特攻服もダンスもなし! 埼玉・戸田市長選(20日投開票)が13日告示され、今月4日まで戸田市議だったスーパークレイジー君(35)が電撃出馬し、有権者を驚かせた。夏の参院選を目指すクレイジー君にとっては、負け戦で傷をつけたくないハズだが、譲れない思いがあった。

 昨年1月の戸田市議選で当選しながらも居住実態がなかったとして、議員バッジを失ったクレイジー君は「誰でもやり直せるということを身をもって証明したい」と、参院選にチャレンジするために全国行脚を続けていた。ところが急転、戸田市長選に出馬。それも告示日当日のサプライズで「また目立ちたいのか?」と批判の声も出た。

 市長選は現職の菅原文仁市長が2期目の挑戦を表明。対抗馬が立たずに無投票再選の雲行きだった。ただでさえ投票率が低い戸田市だけに、市政に関心を持ってもらいたいとの一心で活動を続けてきたクレイジー君にとって、歯がゆい状況だった。

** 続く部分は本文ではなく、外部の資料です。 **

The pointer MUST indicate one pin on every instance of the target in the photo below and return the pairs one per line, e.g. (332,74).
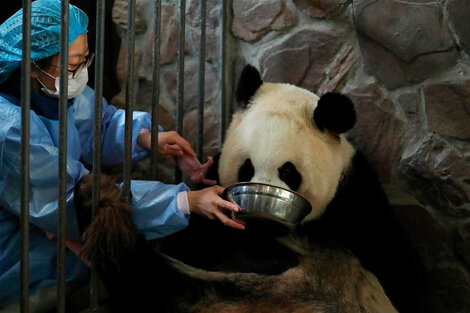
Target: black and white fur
(287,136)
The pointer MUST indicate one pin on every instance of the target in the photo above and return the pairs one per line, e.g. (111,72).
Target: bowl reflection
(266,208)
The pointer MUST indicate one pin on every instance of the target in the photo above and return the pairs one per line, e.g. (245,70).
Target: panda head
(289,137)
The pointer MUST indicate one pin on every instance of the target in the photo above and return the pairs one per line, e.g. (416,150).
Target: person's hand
(208,203)
(170,143)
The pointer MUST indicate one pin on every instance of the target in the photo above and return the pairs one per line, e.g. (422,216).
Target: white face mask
(75,86)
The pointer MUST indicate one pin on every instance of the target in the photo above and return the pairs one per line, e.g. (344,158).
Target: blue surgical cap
(45,34)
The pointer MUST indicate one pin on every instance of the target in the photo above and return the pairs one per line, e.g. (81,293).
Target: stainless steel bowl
(266,208)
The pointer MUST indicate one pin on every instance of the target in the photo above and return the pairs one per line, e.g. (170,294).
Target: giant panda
(349,255)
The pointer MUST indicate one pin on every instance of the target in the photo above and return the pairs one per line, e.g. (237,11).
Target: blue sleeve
(155,209)
(43,188)
(112,129)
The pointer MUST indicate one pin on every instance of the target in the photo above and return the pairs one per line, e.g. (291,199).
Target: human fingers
(226,205)
(227,221)
(218,190)
(173,150)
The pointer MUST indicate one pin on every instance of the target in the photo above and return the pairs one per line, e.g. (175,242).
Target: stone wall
(405,64)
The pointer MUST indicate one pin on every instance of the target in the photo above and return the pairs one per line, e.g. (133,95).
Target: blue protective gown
(154,204)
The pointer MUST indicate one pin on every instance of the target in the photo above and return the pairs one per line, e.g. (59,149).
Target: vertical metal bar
(25,136)
(223,111)
(180,76)
(155,87)
(130,98)
(100,19)
(64,53)
(202,63)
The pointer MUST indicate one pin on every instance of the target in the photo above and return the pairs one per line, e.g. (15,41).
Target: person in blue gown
(158,209)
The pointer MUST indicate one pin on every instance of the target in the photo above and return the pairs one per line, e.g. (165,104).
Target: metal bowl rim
(228,188)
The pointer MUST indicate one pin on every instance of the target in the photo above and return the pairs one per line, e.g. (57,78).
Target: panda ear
(335,112)
(248,84)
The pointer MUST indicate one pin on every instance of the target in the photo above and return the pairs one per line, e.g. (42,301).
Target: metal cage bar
(100,22)
(130,98)
(223,109)
(180,74)
(202,68)
(155,88)
(61,234)
(25,148)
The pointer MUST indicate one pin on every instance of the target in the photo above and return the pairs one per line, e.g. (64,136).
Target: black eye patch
(246,171)
(288,173)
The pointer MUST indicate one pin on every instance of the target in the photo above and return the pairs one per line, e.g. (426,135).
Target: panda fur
(140,278)
(287,136)
(319,268)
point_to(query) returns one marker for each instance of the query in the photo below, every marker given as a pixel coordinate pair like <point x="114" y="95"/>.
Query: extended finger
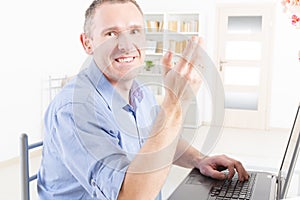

「ギリギリまで悩んで、やはり無投票はいけない。市民全員が今の市長がいいとは思っていない。選ぶ権利も大事で、選挙は行われるべき」

 勝ち目はない選挙と分かってはいるが、出るからには“一寸の虫にも五分の魂”がある。

「(現職市長は)戸田ではエベレストみたいなもの。でも戸田の有権者が11万人いて、7万人が選挙に行かずに眠っている票。自分ができるのは、(有権者の)気持ちを高ぶらせて、興味を持たせること。厳しいのは分かっているが、死ぬ気でやっていく」

 クレイジー君といえば特攻服がトレードマークで、子供たちのリクエストに応じてダンスも披露してきたが、今回の選挙ではパフォーマンスの類いは一切封印する。

「選挙をなめるんじゃないといわれるし、都知事選と違ってもう売名目的でない。新聞、テレビで報道されなくてもいい」

 朝から晩までつじ立ち、自転車でのビラ配りなどで愚直に政策と選挙の重要さを訴える考えだ。